Category Archives: Socio-Economic

Tables/Graphs on subjects that catch my fancy. Some might migrate to dashboards and/or apps
Suggestions welcome but will only be acted on if they interest me and are within my powers to implement

TV shows rated by episode as a Shiny App

A few days ago there was an interesting R based article by diffuseprior on the decline and fall in the quality of The Simpsons

The author scraped results from GEOS, an online survey of TV programs, and applied the R package changepoint to offer an analysis of the show over time

This seemed a candidate for a Shiny App, as there are another gross of shows on GEOS. 24 follows a similar pattern to ‘The Simpsons’  although this well-defined decline is by no means universal

24

.  Although using this app multiplies the quantity of charts available, its automation precludes some of the difficult-to-accomplish, data munging done in the original post e.g excluding specials. This will cause some distortion

I have adapted diffuseprior’s code in a few respects

  1. I used the the readHTMLTable from the XML package as the data is contained in a tabular form
  2. I used ggplot for the graph rather than base plot. This took a bit more work but enabled me to  display visually the relative number of voters for each episode of a show
  3. It is now available as a Shiny App , covering 145 shows, with any new GEOS votes incorporated in real-time

The code is available as a gist 5498431

Analyzing Local Data with a Shiny Web App

A great. recent enhancement for the Shiny App is the ability to upload local files.
Now, in addition to users being able to interact with data provided on the host e.g.
Soccer Tables or via the web, Wikipedia Search Rates they can use apps
to view and analyse their own data

I have knocked up an app based on the 09_upload example provided in the Shiny package. It uploads a small .csv spreadsheet file of school pupil’s scores from a local directory, displays the data and does a couple of analyses.
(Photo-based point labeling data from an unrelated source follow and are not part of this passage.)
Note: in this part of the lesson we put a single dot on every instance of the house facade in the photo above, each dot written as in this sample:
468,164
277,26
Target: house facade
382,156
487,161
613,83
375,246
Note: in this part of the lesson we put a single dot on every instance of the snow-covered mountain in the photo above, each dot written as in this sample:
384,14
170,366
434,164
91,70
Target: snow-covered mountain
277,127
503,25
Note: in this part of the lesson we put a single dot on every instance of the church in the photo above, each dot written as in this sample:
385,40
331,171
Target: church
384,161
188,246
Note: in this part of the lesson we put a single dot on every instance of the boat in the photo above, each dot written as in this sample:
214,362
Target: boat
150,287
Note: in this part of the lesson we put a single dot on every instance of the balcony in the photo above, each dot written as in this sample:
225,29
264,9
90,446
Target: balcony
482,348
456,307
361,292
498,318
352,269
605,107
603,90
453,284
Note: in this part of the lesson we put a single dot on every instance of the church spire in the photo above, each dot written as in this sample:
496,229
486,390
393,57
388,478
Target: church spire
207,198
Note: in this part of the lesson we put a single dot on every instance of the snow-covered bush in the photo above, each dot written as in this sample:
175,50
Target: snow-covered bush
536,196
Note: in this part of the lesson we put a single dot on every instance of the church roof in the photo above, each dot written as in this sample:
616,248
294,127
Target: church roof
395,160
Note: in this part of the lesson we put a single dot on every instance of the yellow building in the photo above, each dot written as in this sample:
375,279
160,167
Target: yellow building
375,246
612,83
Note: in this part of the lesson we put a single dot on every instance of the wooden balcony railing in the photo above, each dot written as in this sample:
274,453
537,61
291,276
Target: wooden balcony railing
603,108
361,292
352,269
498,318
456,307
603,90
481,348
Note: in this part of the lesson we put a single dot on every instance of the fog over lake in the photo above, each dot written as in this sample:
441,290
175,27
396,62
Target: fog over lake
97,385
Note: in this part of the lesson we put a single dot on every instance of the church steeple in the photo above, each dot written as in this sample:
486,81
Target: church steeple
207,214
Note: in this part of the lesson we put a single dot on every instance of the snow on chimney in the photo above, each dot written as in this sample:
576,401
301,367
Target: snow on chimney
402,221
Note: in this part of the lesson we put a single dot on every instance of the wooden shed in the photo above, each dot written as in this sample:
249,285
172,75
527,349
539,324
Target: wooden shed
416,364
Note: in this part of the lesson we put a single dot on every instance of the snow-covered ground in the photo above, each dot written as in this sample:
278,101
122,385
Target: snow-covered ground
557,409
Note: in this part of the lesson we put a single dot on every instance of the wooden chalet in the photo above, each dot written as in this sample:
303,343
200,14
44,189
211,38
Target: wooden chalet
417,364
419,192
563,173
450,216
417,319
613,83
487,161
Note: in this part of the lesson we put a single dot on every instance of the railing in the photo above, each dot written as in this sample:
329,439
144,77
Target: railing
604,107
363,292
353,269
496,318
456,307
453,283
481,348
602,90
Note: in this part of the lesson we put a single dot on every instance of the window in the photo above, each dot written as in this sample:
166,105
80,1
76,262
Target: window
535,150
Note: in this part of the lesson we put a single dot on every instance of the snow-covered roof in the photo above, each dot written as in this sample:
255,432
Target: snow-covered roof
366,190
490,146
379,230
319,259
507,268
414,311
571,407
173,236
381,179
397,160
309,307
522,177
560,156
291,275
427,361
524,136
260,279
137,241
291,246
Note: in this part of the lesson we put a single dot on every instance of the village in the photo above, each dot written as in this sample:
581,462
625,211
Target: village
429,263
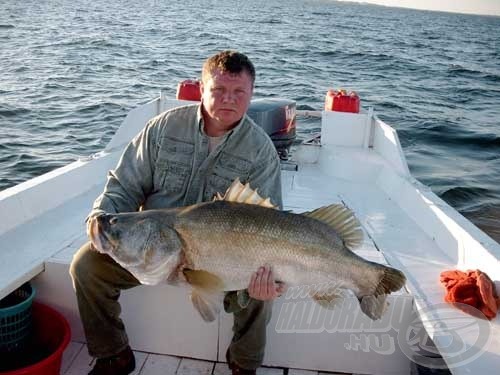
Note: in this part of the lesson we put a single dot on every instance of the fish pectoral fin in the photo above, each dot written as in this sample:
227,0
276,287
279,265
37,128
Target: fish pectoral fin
204,280
342,220
208,305
240,193
329,298
374,306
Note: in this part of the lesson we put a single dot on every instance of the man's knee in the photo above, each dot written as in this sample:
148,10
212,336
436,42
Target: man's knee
84,261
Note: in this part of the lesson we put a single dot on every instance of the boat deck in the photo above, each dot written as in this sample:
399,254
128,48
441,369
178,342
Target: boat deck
76,361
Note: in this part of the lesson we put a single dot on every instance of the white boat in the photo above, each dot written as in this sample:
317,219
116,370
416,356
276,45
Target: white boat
359,162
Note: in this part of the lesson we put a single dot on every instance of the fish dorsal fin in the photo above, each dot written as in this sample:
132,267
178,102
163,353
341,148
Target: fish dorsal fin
342,220
240,193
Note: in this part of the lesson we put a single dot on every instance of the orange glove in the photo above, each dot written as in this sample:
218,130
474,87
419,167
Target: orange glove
473,288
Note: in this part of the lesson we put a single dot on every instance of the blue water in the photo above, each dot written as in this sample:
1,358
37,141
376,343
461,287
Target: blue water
70,71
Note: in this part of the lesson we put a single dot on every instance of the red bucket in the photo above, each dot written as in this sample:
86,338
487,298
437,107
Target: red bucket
51,335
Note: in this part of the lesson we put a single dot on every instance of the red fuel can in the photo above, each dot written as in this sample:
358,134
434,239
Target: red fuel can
188,90
342,101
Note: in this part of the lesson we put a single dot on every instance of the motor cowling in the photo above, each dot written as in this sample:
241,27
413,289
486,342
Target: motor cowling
278,118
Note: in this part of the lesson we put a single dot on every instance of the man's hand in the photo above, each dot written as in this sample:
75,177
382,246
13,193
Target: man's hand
262,285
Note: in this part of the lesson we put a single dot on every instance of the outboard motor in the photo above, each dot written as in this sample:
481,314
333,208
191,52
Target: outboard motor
277,117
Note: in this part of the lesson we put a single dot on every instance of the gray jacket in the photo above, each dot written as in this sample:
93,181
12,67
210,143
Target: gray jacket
168,164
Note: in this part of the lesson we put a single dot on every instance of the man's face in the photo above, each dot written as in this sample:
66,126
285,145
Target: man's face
226,97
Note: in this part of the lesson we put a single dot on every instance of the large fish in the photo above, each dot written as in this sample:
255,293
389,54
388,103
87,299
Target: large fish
216,246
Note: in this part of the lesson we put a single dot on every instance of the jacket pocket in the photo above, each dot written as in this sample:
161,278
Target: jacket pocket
174,165
227,169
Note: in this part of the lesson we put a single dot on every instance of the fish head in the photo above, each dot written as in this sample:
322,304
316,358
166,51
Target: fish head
144,243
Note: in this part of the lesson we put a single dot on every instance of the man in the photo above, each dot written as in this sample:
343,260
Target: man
182,157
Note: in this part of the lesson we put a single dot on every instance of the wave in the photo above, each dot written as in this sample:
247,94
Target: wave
462,196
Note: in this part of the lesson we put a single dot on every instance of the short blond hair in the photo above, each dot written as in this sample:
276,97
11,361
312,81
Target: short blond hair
228,61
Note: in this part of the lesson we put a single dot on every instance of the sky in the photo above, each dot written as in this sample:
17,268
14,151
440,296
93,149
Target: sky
489,7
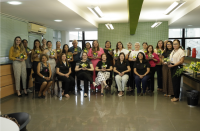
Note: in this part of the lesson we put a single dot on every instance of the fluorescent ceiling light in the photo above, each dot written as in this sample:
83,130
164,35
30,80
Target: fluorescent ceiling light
58,20
97,11
109,26
156,24
174,7
14,2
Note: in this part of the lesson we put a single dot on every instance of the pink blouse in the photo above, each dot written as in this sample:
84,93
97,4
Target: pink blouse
152,62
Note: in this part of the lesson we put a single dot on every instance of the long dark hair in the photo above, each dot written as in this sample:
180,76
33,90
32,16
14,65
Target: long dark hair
60,59
117,46
63,51
106,42
162,45
34,47
137,59
118,60
148,48
171,45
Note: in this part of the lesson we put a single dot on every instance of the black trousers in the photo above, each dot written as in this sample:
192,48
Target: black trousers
28,72
131,81
35,63
152,73
159,76
85,77
73,65
66,83
176,81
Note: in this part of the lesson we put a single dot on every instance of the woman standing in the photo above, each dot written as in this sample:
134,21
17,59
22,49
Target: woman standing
84,69
167,79
18,55
104,68
94,55
177,58
159,50
43,75
119,49
63,70
35,54
121,68
109,56
153,60
141,70
52,54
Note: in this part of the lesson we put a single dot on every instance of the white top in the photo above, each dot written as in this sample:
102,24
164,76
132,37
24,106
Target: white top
8,125
135,53
176,56
125,51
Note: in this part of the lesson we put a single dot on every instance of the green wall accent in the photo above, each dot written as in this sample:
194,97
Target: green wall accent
121,32
134,7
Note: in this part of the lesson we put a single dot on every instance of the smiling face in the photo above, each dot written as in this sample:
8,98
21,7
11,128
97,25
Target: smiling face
129,46
140,56
64,57
66,48
108,44
49,44
17,41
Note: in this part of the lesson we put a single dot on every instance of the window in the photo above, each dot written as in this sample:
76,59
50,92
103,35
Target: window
76,35
91,35
192,32
175,33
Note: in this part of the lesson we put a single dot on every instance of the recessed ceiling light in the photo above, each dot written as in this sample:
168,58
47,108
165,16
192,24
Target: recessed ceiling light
58,20
14,2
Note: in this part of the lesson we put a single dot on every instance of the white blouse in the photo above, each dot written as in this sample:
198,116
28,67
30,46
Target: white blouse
176,56
135,53
125,51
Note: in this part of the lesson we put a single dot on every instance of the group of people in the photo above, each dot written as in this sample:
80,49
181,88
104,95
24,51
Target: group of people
96,66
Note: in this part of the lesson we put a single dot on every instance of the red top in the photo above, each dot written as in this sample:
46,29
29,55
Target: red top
152,62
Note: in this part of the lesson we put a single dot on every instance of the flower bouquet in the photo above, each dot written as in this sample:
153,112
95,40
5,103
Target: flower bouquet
75,50
28,50
84,65
159,52
150,56
104,65
69,57
116,56
52,53
95,54
166,61
22,56
85,50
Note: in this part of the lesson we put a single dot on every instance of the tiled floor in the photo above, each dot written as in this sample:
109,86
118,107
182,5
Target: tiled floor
108,113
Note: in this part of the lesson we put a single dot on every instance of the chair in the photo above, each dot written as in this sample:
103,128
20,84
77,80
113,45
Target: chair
22,118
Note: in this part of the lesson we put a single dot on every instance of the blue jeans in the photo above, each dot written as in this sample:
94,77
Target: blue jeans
144,83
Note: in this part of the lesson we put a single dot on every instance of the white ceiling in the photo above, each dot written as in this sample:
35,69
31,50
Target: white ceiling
76,15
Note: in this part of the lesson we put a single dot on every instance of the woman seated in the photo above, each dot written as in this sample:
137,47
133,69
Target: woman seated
63,71
84,69
103,67
43,75
141,70
122,68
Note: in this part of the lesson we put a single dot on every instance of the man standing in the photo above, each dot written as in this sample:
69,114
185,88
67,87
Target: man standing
76,51
28,63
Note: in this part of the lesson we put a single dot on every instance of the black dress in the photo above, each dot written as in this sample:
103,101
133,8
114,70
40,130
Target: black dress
44,71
The ui.R  enables a user to upload a csv file with various parameters, seperator etc.  The example file is downloadable. There are then three tabs showing

  1. The raw data in a gVis Table, which allows sorting and paging
  2. A density graph with the spread of results by term and year
  3. A statistical test to see if there is a difference in marks by gender
?View Code RSPLUS
#ui.R
shinyUI(pageWithSidebar(
  headerPanel("Uploaded File Analysis"),
 
  sidebarPanel(
    helpText("This app is shows how a user can update a csv file from their own hard drive for instant analysis.
In the default case, it uses standard format school marks that could be used by many teachers
Any file can be uploaded but analysis is only available
if the data is in same format as the sample file, downloadable below
"),
    a("Pupil Marks", href="http://dl.dropbox.com/u/25945599/scores.csv"),
    tags$hr(),
    fileInput('file1', 'Choose CSV File from local drive, adjusting parameters if necessary',
              accept=c('text/csv', 'text/comma-separated-values,text/plain')),
 
    checkboxInput('header', 'Header', TRUE),
    radioButtons('sep', 'Separator',
                 c(Comma=',',
                   Semicolon=';',
                   Tab='\t'),
                 'Comma'),
    radioButtons('quote', 'Quote',
                 c(None='',
                   'Double Quote'='"',
                   'Single Quote'="'"),
                 'Double Quote'),
    tags$head(tags$style(type="text/css",
                         "label.radio { display: inline-block; margin:0 10 0 0;  }",
                         ".radio input[type=\"radio\"] { float: none; }"))
 
  ),
  mainPanel(
    tabsetPanel(
      tabPanel("Pupil Marks",
               h4(textOutput("caption1")),
               checkboxInput(inputId = "pageable", label = "Pageable"),
               conditionalPanel("input.pageable==true",
                                numericInput(inputId = "pagesize",
                                             label = "Pupils per page",value=13,min=1,max=25)),
 
               htmlOutput("raw"),
                value = 1),
      tabPanel("Term Details",
               h4(textOutput("caption2")),
               plotOutput("density"),
               htmlOutput("notes2"),
               value = 2),
      tabPanel("Gender difference",
               h4(textOutput("caption3")),
               plotOutput("genderDensity", height="250px"),
               verbatimTextOutput("sexDiff"),
               htmlOutput("notes3"),
               value = 3),
      id="tabs1")
 
)
))

The server.R takes the file, does some processing and provides a list of data which can be rendered into plots and tables

?View Code RSPLUS
# server.R
shinyServer(function(input, output) {
 
  Data

Finally, global.R loads the requisite libraries and houses the script which generated the sample file

?View Code RSPLUS
#global.R
# load required libraries
library(shiny)
library(plyr)
library(ggplot2)
library(googleVis)
library(reshape2)
 
####creation of example data on local directory for uploading####
 
# #load a list of common first names
# faveNames

The app is viewable on glimmer and the code as a gist

Shiny Server – Earthshattering News

As you probably know, I am one of the strongest proponents of the Shiny package for developing interactive web applications

Amongst the latest news from RStudio is that what was planned to be commercial software will now be free and Open Source (AGPLv3 license)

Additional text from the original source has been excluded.